I hear you (a tough balance for sure) and thanks for the conversation, but I think my personal threshold for considering something “verified” accepts inherent risks involved in all data storage and retrieval and is no less true with other backup solutions.
You can take your argument to its conclusion and say that even one second after a specific file has been verified, it is no longer guaranteed to still be in that verified state. And I understand that Kopia alone can’t provide verification without reading back the data. This is why I want it to record when any one piece of data was last verified - so I can define my own risk tolerance. Right now, I can either (A) choose how many times I roll my 600,000-sided dice hoping that eventually, over multiple sessions, it’ll land on all of them, or (B) land on each of the 600,000 sides in one sitting (with no bathroom breaks!).
I’m asking for a completely different paradigm which would allow me to define the level of risk I’m willing to take on based on:
- the medium the repo is stored on
- how much and how often data changes on the repo
- of the data currently on the repo, how much of it is verified and how long ago that verification happened
My Kopia backups vary quite a bit. Some take snapshots every 20 minutes, others once a month. I would love the option to have Kopia verify (and auto-heal) data that hasn’t been verified in “x” days, which I would set according to each scenario.
If I’m backing up to a ZFS pool I control with data that changes infrequently, I might not feel the need to constantly verify remotely via Kopia since there’s a pretty high chance that if Kopia said the data was good a month ago, it’s still good.
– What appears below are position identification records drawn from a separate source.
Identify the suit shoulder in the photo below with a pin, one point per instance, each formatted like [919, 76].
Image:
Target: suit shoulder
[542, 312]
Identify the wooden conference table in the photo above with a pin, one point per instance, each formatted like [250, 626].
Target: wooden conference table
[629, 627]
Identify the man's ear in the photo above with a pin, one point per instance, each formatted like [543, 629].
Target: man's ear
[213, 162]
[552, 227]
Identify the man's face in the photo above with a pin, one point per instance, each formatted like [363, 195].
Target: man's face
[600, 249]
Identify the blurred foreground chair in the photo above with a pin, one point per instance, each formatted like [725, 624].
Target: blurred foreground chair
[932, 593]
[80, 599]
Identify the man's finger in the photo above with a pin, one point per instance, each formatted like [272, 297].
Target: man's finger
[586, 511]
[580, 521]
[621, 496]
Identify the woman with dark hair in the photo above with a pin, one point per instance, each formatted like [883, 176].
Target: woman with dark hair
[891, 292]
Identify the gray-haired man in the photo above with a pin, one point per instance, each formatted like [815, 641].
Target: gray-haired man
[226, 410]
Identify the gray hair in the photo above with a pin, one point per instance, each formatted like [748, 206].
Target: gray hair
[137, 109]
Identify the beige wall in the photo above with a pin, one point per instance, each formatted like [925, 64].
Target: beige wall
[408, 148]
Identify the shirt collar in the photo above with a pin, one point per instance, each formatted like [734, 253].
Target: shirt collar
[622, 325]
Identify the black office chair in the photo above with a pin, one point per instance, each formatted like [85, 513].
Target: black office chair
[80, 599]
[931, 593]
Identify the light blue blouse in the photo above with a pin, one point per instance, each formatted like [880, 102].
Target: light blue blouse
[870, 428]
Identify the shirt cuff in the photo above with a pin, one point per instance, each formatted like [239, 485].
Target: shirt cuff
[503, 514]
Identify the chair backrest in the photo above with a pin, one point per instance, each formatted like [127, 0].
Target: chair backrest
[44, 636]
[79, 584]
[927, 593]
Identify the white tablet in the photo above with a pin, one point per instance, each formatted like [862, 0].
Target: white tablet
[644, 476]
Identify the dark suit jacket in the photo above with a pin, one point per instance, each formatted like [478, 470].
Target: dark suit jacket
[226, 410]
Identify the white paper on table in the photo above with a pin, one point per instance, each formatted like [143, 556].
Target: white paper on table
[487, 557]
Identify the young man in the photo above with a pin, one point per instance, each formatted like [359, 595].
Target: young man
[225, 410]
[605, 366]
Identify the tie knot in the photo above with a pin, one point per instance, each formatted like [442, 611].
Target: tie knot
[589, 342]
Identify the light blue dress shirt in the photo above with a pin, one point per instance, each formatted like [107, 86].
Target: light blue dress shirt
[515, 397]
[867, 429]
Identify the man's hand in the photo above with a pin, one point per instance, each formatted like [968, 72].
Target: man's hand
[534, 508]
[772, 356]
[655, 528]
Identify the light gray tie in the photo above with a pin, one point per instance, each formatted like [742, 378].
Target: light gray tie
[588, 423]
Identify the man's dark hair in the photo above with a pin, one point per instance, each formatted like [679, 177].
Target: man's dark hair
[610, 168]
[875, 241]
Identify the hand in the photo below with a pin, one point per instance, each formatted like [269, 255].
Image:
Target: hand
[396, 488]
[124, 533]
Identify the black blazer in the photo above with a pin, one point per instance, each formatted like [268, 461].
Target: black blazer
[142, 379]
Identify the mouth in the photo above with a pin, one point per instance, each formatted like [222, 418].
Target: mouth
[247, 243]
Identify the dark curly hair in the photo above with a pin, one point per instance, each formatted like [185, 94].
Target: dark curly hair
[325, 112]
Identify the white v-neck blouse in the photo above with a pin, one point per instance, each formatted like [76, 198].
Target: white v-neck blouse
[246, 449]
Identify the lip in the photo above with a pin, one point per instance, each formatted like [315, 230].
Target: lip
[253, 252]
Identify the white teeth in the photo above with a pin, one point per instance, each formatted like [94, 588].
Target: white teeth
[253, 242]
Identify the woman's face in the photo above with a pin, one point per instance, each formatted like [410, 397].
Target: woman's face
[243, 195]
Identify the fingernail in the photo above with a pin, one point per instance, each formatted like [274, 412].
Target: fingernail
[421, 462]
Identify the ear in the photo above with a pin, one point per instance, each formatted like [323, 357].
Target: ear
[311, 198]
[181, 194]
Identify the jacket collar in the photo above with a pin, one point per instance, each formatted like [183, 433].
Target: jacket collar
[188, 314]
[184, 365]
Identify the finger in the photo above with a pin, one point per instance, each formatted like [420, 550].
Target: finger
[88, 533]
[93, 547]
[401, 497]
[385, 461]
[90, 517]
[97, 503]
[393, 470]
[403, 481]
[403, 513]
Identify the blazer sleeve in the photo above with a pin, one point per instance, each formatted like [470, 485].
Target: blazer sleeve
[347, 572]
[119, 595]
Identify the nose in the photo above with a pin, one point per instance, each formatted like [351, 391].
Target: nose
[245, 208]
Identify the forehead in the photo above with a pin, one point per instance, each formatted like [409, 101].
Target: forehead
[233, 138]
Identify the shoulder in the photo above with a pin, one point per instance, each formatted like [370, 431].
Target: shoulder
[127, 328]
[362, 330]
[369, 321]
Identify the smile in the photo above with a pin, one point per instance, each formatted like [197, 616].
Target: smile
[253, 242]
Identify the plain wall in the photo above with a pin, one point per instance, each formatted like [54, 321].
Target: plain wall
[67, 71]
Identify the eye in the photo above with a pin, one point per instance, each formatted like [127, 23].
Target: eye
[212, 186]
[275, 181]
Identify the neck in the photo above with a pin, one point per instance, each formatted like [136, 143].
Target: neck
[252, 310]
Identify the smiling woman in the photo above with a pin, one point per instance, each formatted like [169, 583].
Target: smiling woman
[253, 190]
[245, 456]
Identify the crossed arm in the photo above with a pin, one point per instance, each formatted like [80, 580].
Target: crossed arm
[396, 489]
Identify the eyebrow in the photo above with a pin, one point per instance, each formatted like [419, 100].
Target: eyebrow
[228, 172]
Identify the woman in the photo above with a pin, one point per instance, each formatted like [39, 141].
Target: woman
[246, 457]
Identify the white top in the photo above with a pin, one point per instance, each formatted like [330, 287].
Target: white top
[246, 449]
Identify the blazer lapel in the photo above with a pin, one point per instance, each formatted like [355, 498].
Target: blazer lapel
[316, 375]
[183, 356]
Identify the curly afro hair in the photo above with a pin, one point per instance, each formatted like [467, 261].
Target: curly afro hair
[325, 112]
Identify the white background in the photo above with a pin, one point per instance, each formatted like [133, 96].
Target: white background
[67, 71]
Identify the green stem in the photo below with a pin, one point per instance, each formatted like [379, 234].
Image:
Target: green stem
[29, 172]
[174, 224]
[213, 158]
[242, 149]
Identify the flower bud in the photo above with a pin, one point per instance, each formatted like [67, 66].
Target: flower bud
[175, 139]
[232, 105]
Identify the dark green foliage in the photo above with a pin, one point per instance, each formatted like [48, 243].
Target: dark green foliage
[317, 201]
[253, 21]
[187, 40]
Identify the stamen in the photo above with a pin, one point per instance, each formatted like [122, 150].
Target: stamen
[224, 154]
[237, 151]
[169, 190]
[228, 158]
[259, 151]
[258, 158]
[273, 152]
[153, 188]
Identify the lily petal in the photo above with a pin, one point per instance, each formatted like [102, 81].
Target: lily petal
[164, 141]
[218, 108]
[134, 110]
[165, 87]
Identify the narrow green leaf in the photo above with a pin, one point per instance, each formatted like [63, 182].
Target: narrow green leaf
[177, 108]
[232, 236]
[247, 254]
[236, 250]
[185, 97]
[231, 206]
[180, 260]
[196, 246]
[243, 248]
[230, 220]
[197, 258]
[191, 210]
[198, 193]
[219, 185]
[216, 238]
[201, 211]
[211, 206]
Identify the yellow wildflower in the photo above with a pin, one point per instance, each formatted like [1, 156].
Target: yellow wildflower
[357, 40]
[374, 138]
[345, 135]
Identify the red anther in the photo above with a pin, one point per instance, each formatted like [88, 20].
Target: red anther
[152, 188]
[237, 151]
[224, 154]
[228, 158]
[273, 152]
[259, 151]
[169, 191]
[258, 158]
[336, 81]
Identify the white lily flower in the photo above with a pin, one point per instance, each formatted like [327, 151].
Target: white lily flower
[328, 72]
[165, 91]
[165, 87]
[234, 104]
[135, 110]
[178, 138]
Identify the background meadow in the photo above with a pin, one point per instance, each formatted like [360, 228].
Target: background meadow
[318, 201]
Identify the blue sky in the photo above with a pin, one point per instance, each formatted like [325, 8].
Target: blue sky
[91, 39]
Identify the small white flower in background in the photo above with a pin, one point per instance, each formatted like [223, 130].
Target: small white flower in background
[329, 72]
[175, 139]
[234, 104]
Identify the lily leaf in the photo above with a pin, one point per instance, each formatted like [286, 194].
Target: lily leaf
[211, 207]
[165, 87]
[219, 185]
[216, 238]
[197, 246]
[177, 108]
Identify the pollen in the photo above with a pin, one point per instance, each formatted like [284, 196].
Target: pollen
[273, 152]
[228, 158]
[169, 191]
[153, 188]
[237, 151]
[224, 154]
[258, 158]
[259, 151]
Going back to Snapraid, on my 60TB array, which is mostly for archival and holds data which does not change often, my threshold is 180 days – any block that hasn’t been scrubbed in 180 days gets scrubbed again.
Also, your description of adding 500M to a previously-verified 30G repo requiring the remaining 29.5 to be re-verified is a different level of verification which is beyond what I’m suggesting and what is currently offered. Our concepts could possibly be combined in interesting ways (eg. verification being presented to the user at the snapshot level, meaning a --min-age=x
flag represent the days since each individual snapshot was last verified, but possibly even still tracked at the repo data level to minimize egress since there is so much overlap in what underlying repo data makes up each snapshot). This is complete theory for me though and really for @jkowalski to debunk.
Zooming out, I get it. This is an open-source, small, relatively young project, and improving this one (important) feature would only make meaningful improvements to what I’m guessing is a small subset of users. Kopia shouldn’t even be used in a professional environment anyways, and often couldn’t because of this very issue, amongst others – try to tell a client that you cannot provide proof of verification unless they want to pay insane egress fees. But I use it this way
Boiling it down,
- Is it possible to implement a method of recording a verification history of sorts, or otherwise improving the verify/repair toolset toward my goals?
- Is my understanding of Kopia’s current tools even correct?
- Why is it not recommended to run
snapshot fix
and instead do snapshot verify
? There’s something I must be missing cause if it finds an issue, why not just fix it?! I wouldn’t bother poking at this if the notification options were better. There is some more learning I could do on my end to set up better monitoring outside of Kopia, but this is the only piece of my data management that doesn’t ping me in one way or another if there are issues so I’m sensitive to this!